Il a une grande concentration de cabernet avec une structure tannique ferme. Vraiment une poigne de fer dans un gant de soie, qui ne s’ouvre que maintenant pour révéler sa vraie grandeur. C’est aussi le vin qui a été classé à la première place dans « Les 1 000 meilleurs vins jamais élaborés ».
Château Margaux a fait son meilleur vin depuis le légendaire 1900 et il est toujours merveilleux à boire. Mouton est un vin succulent à la hauteur de son merveilleux '59.
Haut Brion est doux et charmant mais pas aussi génial que son '59. Lafite montre une grande variation de bouteille car il était encore embouteillé d’un fût à l’autre à l’époque et sur une longue période. À son meilleur, il est très fin et délicat avec peu de puissance mais une grande élégance, au pire, c’est un vin fatigué sans corps ni fruit.
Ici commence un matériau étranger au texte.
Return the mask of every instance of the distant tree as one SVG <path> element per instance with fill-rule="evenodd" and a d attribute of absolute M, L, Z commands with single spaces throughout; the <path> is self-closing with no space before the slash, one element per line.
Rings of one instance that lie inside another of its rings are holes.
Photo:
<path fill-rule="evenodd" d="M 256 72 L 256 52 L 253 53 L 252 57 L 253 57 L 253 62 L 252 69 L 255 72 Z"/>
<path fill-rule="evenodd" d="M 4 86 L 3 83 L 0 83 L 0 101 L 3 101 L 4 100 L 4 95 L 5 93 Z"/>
Malheureusement, une grande qualité couplée à une petite quantité conduit toujours à des prix élevés, et c’est particulièrement le cas avec le Bordeaux de 1961. Cependant, tous les vrais amateurs de vin devraient avoir au moins une fois dans leur vie bu un bon '61 pour savoir à quoi peut ressembler un claret parfait.